University of Illinois Extension
Bruce Spangeberg

These articles are written to apply to the northeastern corner of Illinois. Problems and timing may not apply outside of this area.

Stateline Yard & Garden

Are Your Yard and Garden
Ready for Winter?

November 20, 1997

Significant snowfall caught many of us off guard last weekend. Mid November just seems too early, especially with so many leaves still hanging on the trees. Assuming the snow melts, here's a quick rundown of yard and garden activities to finish preparing for winter.

Certainly the first priority is to take care of those leaves! If they don't get cleaned up, not only will they be a mess all winter but they can cause problems for the lawn. Leaves piled on the grass may favor disease, provide cover for mice, and smoother the grass.

If the vegetable or flower garden never got cleaned up, try to get it done now. In particular, remove plants that were disease or insect infested, such as tomatoes, squash, and other vine crops. This may help reduce carryover problems for the 1998 season.

There is still plenty of time for applying winter mulches to strawberries and perennials. Ideally, the ground should just be starting to freeze, and plants should not be actively growing. The next few weekends should be about the right time for putting these down. Straw is the popular material.

Another area to check now is storage of garden chemicals, including pesticides and fertilizers. Most liquids, and some dry products, should not be allowed to freeze; check the product label. If storing them indoors, place them up and away from children and pets. Make sure the containers are sound. Adequate ventilation is also important.
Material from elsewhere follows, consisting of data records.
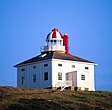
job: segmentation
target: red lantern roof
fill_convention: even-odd
[[[54,28],[52,30],[52,32],[50,32],[48,35],[47,35],[47,38],[46,40],[53,40],[53,39],[62,39],[62,34],[60,32],[58,32],[58,29]]]

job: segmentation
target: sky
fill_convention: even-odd
[[[112,0],[0,0],[0,86],[17,86],[13,66],[39,55],[54,27],[98,64],[95,89],[112,91]]]

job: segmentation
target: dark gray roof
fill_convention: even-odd
[[[59,52],[46,52],[46,53],[41,53],[40,55],[33,57],[31,59],[28,59],[26,61],[23,61],[14,67],[27,64],[27,63],[33,63],[33,62],[38,62],[38,61],[43,61],[43,60],[48,60],[48,59],[61,59],[61,60],[70,60],[70,61],[79,61],[79,62],[87,62],[87,63],[94,63],[92,61],[71,55],[71,54],[65,54],[65,53],[59,53]]]

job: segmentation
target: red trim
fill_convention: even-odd
[[[69,54],[69,44],[68,44],[68,36],[63,36],[63,45],[65,46],[65,53]]]

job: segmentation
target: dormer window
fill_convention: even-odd
[[[48,64],[44,64],[44,67],[48,66]]]

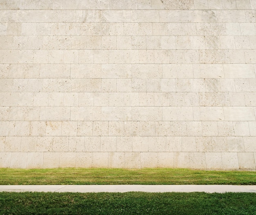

Dry materials, such as fertilizers, may not be damaged from freezing but do not tolerate moisture. Check to see the package is sealed tightly to protect the contents. Avoid storing on the floor; put them on a shelf or at least off the floor on a pallet or similar structure.

Finally, don't forget about equipment that was not ready for winter when the snow hit. Hoses should be drained of water to avoid damage. Check the owners manual or the implement dealer for the best way to prepare and store the lawn mower.

Perhaps we still have some nice late fall weather left, maybe even Indian summer. But waking up to snow last saturday certainly is a reminder we cannot put off late fall gardening chores much longer!